Den meisten Verantwortlichen in den Krankenhäusern und bei ihren Trägern sei
klar, dass schon allein aufgrund des zunehmenden Fachkräftemangels eine
Veränderung der Versorgungsstrukturen und Aufgaben der Krankenhäuser notwendig
sei. Dies müsse jedoch mit Ziel und Plan erfolgen. Die Kliniken einfach ihrem
finanziellen Schicksal zu überlassen, gefährde die Versorgung und treibe
letztlich die Kosten nur nach oben. „Denn dann werden wieder teure
Rettungsboote ausgeschickt, weil man feststellt, dass es auch systemrelevante
Krankenhäuser trifft“, meint Schaffert.

Im Klinikverbund Hessen herrsche allerdings der Eindruck vor, dass im
Bundesgesundheitsministerium die Bedeutung und Rolle der Krankenhäuser für die
Versorgung sowie ihre Probleme ignoriert werde.
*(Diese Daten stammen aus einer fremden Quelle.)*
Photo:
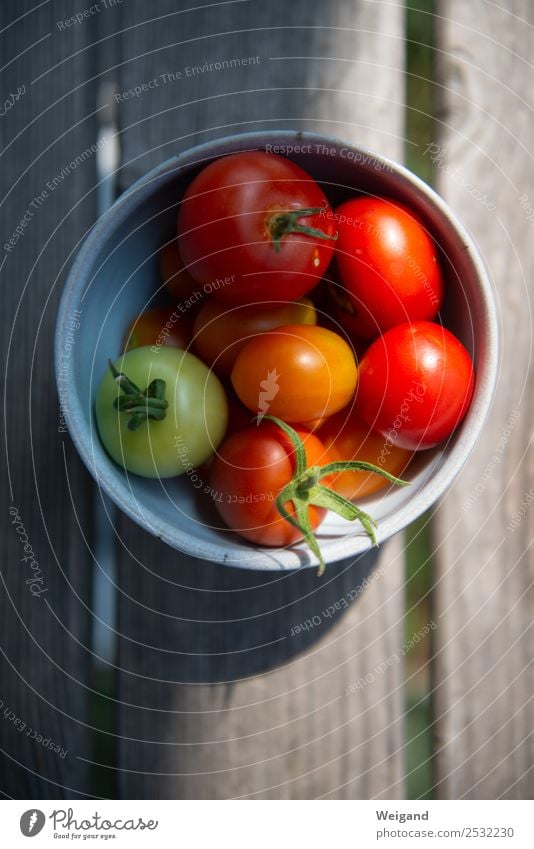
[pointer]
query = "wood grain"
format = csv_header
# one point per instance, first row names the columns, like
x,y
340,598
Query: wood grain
x,y
216,698
484,596
44,653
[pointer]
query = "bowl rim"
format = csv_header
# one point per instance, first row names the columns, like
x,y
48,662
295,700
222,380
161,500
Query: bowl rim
x,y
345,546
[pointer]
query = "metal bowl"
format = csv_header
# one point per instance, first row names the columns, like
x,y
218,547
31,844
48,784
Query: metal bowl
x,y
115,276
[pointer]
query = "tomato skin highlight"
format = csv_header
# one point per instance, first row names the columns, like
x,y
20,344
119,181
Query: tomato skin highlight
x,y
247,475
415,384
221,332
296,373
346,437
194,424
224,228
388,264
161,326
179,283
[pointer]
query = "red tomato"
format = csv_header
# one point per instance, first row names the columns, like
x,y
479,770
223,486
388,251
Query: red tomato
x,y
180,285
255,225
388,265
415,384
346,437
296,373
220,332
249,472
157,327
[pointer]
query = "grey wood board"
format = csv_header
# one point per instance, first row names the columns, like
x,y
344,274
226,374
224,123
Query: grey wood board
x,y
45,652
484,709
215,698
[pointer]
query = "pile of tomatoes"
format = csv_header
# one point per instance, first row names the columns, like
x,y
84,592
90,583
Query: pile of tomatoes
x,y
299,363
Vielmehr werde von den
Krankenhäusern in geplanten Gesetzesvorhaben zusätzliche finanzielle Opfer
zugunsten der Gesetzlichen Krankenversicherung erwartet.

Es werde so getan, als wäre die Krankenhausversorgung eine materialistische
Industrie, der es in erster Linie um Gewinne ginge, die man abschöpfen könne.
„Zwei Drittel der Krankenhäuser insgesamt und alle Mitglieder im Klinikverbund
Hessen befinden in öffentlicher oder frei-gemeinnütziger Trägerschaft, sie
verstehen Ihre Aufgabe als Daseinsvorsorge und entziehen der
Gesundheitsversorgung keine Gewinne“, stellt Schaffert dagegen klar. Zudem sei
die Krankenhausversorgung kein freier Markt, sondern extrem reguliert und
finanziell gedeckelt. „Mehrkosten verbleiben zu 100% bei den Krankenhäusern und
wenn die Kosten immer weiter steigen, nicht aber die Einnahmen, dann führt das
zwangsläufig ins Defizit und den Ruin“, erläutert Schaffert.

„Wir fordern daher, dass sich das Bundesgesundheitsministerium endlich um die
Krankenhäuser kümmert und Sofortmaßnahmen für die dringendsten Probleme
ergreift“, betont Schaffert. Auch vom Land Hessen erwarte man – neben der
Verpflichtung zur vollständigen Investitionsfinanzierung – eine Unterstützung
für die Belange der hessischen Krankenhäuser.